Noee Abita makes an outstanding debut as Ava, capturing the duality of that confusing age when you are still a child, but increasingly desperate to break out of that and into ‘adulthood’, when your parents might be telling you one thing and your body another. Abita has the ability to look both older than her years and incredibly childlike, sometimes in the same moment, and the scenes that play these emotions off against each other are the film’s finest moments. Ava is aware that her body is changing, and of the effect it can have on people, but she doesn’t truly understand either. In one moment, as Juan goes to leave, she flashes him, trying to make him stay. It’s a moment that is both funny and sad in its naiveté.
Laure Calamy, the only experienced actor in the main cast, is also highly effective as Ava’s mother, who is very much enjoying what seems like a second wind of youth, having just passed 40 and with a year old daughter to look after as well as Ava. She’s caring, but not the most responsible parent, leaving Ava alone to care for her young sister. She’s frank with Ava, telling her daughter that she lost her own virginity at 13, that she understands what’s going on in her head right now, but to try and wait. Ava, for her part, wants the Earth to open up and swallow her at this point. This whole first section of the film is an acutely observed and played coming of age film.

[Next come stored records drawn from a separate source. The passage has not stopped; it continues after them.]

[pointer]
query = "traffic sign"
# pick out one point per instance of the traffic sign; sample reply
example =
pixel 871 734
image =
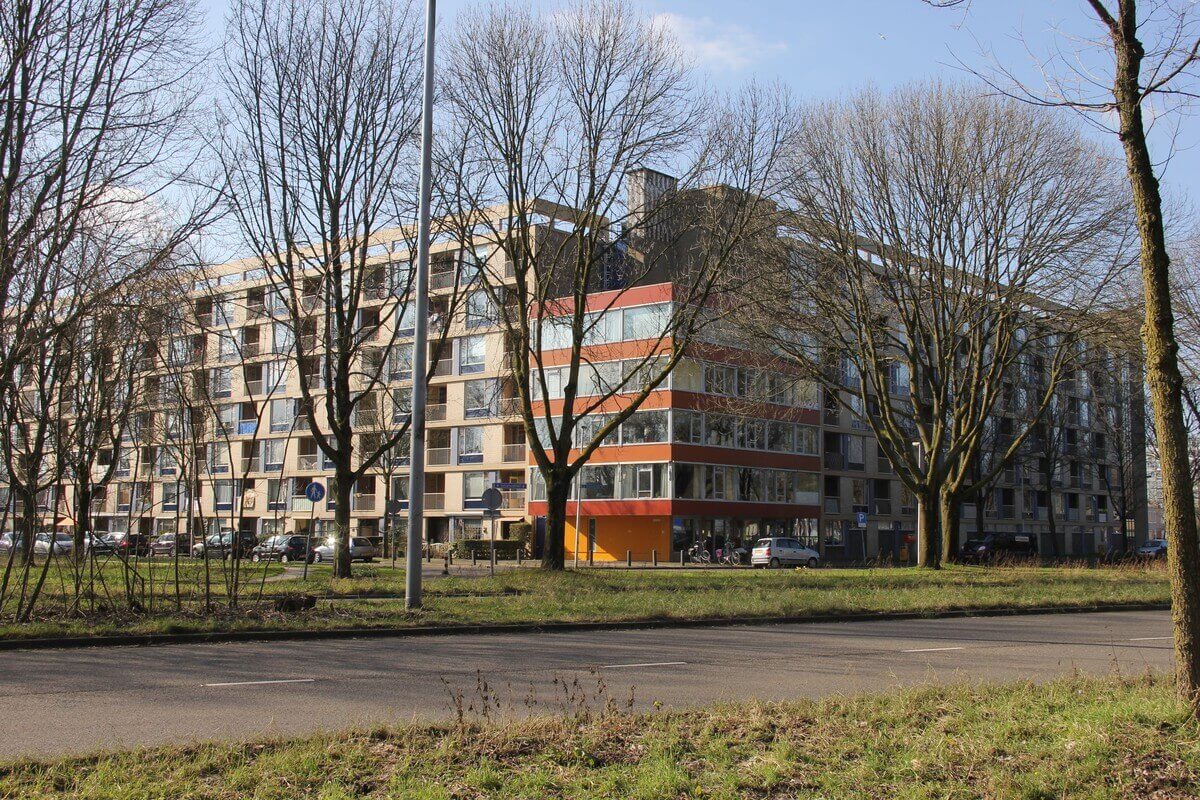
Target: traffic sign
pixel 492 499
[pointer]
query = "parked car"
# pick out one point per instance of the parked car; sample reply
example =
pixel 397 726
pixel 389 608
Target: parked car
pixel 222 546
pixel 169 545
pixel 131 545
pixel 52 543
pixel 361 549
pixel 983 549
pixel 285 547
pixel 99 543
pixel 1153 548
pixel 780 552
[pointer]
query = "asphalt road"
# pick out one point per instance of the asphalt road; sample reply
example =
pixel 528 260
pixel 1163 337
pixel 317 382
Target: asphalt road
pixel 60 702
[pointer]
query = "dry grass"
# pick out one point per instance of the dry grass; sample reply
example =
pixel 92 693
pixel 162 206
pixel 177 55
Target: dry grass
pixel 1073 738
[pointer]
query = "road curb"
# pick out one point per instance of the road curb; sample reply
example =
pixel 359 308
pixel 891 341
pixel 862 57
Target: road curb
pixel 216 637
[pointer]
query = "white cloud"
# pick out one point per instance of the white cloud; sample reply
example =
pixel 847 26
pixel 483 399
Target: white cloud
pixel 718 46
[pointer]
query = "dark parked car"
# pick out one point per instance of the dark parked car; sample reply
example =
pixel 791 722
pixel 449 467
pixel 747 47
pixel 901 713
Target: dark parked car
pixel 1153 548
pixel 222 546
pixel 993 546
pixel 131 545
pixel 285 547
pixel 169 545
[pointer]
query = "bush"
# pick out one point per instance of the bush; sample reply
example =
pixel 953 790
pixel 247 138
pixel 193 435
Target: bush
pixel 505 548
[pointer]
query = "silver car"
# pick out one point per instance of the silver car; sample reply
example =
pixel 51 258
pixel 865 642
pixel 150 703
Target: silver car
pixel 361 549
pixel 780 551
pixel 55 543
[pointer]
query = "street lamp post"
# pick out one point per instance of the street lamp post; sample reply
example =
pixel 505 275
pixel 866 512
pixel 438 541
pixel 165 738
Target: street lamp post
pixel 420 331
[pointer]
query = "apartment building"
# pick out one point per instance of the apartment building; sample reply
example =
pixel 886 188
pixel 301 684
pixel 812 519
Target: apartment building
pixel 729 449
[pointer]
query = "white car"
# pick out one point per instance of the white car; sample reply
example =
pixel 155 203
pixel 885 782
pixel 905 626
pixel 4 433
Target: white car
pixel 783 552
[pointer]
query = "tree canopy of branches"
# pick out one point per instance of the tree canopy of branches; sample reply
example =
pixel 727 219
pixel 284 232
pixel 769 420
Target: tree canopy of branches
pixel 553 119
pixel 947 250
pixel 317 144
pixel 1143 65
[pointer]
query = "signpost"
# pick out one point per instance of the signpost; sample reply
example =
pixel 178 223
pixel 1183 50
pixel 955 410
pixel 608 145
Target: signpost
pixel 579 499
pixel 315 493
pixel 492 500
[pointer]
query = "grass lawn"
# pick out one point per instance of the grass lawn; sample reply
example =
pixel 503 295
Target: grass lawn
pixel 373 599
pixel 1075 738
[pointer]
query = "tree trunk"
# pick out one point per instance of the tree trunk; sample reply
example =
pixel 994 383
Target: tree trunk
pixel 948 512
pixel 929 543
pixel 345 488
pixel 553 552
pixel 1162 367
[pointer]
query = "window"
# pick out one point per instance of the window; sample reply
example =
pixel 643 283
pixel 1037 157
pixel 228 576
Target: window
pixel 599 481
pixel 642 481
pixel 805 440
pixel 720 379
pixel 400 362
pixel 645 322
pixel 471 445
pixel 472 354
pixel 227 348
pixel 222 493
pixel 687 483
pixel 478 397
pixel 220 384
pixel 689 427
pixel 689 376
pixel 283 414
pixel 480 311
pixel 171 497
pixel 282 340
pixel 645 427
pixel 273 453
pixel 473 485
pixel 719 429
pixel 717 480
pixel 779 435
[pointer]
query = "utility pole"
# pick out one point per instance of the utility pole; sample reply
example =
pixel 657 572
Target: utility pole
pixel 420 332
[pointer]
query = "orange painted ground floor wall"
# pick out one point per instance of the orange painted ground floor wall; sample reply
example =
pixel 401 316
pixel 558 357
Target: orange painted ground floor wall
pixel 643 528
pixel 615 536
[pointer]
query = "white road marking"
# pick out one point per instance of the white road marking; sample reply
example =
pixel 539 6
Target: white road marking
pixel 264 683
pixel 653 663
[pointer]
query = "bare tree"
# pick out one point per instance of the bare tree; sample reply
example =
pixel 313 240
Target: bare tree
pixel 556 119
pixel 317 138
pixel 946 247
pixel 1147 59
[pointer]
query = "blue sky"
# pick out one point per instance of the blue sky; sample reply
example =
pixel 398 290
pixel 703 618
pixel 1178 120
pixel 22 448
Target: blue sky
pixel 827 48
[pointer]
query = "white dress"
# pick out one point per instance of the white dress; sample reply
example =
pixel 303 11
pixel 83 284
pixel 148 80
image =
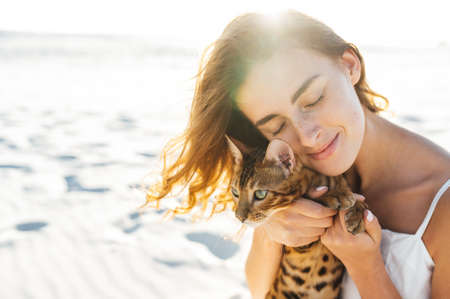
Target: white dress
pixel 406 259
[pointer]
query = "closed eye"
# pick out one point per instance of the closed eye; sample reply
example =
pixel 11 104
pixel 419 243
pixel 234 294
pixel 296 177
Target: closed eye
pixel 279 129
pixel 318 100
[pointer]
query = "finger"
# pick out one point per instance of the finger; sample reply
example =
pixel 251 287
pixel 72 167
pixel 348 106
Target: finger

Then Lea Mysius decides her film needs a plot.
The second half of Ava diverges wildly from the first, expanding Juan’s role and suddenly, without warning, becoming a road movie. Ava’s encroaching blindness remains as a plot point, but all but vanishes as a theme, it’s depicted but never truly explored. I don’t want to go into what happens in the film’s second half, for fear of spoilers, but the film splits in two at a certain point, just after a carefree montage of Ava and Juan. That montage strains credulity, but the next scene breaks it, and nothing after rings true with the first half of the film.
It’s a terrible shame that Ava abruptly stops working, because for 40 minutes or so it is an extremely promising debut, beautifully shot, sensitively written and acted. Despite its problems, this film still points to good things from Lea Mysius in the future, but this could have been brilliant, and isn’t.